É muito bem sabido que o Código de Defesa do Consumidor brasileiro, Lei 8.078, de 11 de setembro de 1990, criou um sistema de normas protetoras dos consumidores em matéria de prestação de serviços quando dispôs que consumidor é toda pessoa física ou jurídica que adquire ou utiliza serviços como destinatário final, e ao definir serviço, como sendo "qualquer atividade fornecida no mercado de consumo, mediante remuneração, inclusive as de natureza bancária, financeira, de crédito e securitária, salvo as decorrentes das relações de caráter trabalhista".

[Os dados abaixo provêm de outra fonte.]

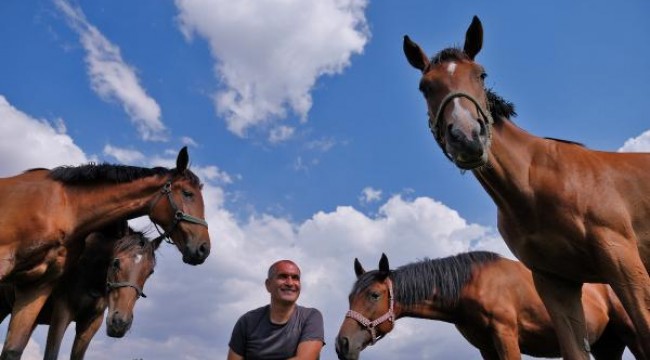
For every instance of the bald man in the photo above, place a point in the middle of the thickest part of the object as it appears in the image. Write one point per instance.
(283, 329)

Para completar o quadro, o artigo 14 dispõe que, via de regra, o fornecedor de serviços responde, independentemente da existência de culpa, pela reparação dos danos causados aos consumidores por defeitos relativos à prestação dos serviços, bem como por informações insuficientes ou inadequadas sobre sua fruição e riscos. Portanto, considera-se defeituoso um serviço quando não oferece a segurança que o consumidor espera ou quando o prestador do serviço não fornece ao consumidor informação suficiente, clara e adequada.

Outros direitos arbitrados pela lei em favor do consumidor, são de natureza processual, e estão encaminhados a facilitar a defesa de seus direitos, inclusive com a possibilidade de propor a ação de responsabilidade no domicílio do autor, conforme artigo 101 do CDC [1], e a inversão a seu favor do ônus da prova no processo civil, se a critério do juiz, for verossímil a alegação ou quando o consumidor for hipossuficiente, segundo as regras ordinárias de experiências, conforme artigo 6, VII do CDC.

Assim sendo, existem muitos autores e numerosos Juizes e Tribunais que admitem, erroneamente a meu ver, a aplicabilidade do Código de Defesa do Consumidor à prestação de serviços médicos, achando que o paciente, como receptor do serviço prestado pelo profissional da medicina, é um mero cliente ou, mais propriamente, um consumidor.

Sustenta-se essa opinião na abrangente definição de serviço que usa o Código de Defesa do Consumidor, identificado-o com "qualquer atividade fornecida no mercado de consumo, mediante remuneração", porém, ninguém se preocupar muito de justificar e fundamentar essa opinião. Colaboram para isso os dispositivos contidos no art. 14, § 4º do próprio texto legal, que preceitua que a responsabilidade pessoal dos profissionais liberais, entre os que se coloca o médico, será apurada mediante a verificação de culpa. Portanto, ainda que fique excluída teoricamente a responsabilidade profissional do médico da regra geral da responsabilidade objetiva serão aplicáveis as normas processuais decorrentes do CDC à responsabilidade do medico por mala práxis profissional. Assim, aparentemente, fica mantida uma responsabilidade civil do médico por culpa que não difere, teoricamente, da oferecida com caráter geral pelo Código Civil, porém na pratica processual todo muda, desde o lugar da propositura da ação de responsabilidade [2], até regime da prova da culpa médica [3], passando pelo prazo de prescrição da ação [4].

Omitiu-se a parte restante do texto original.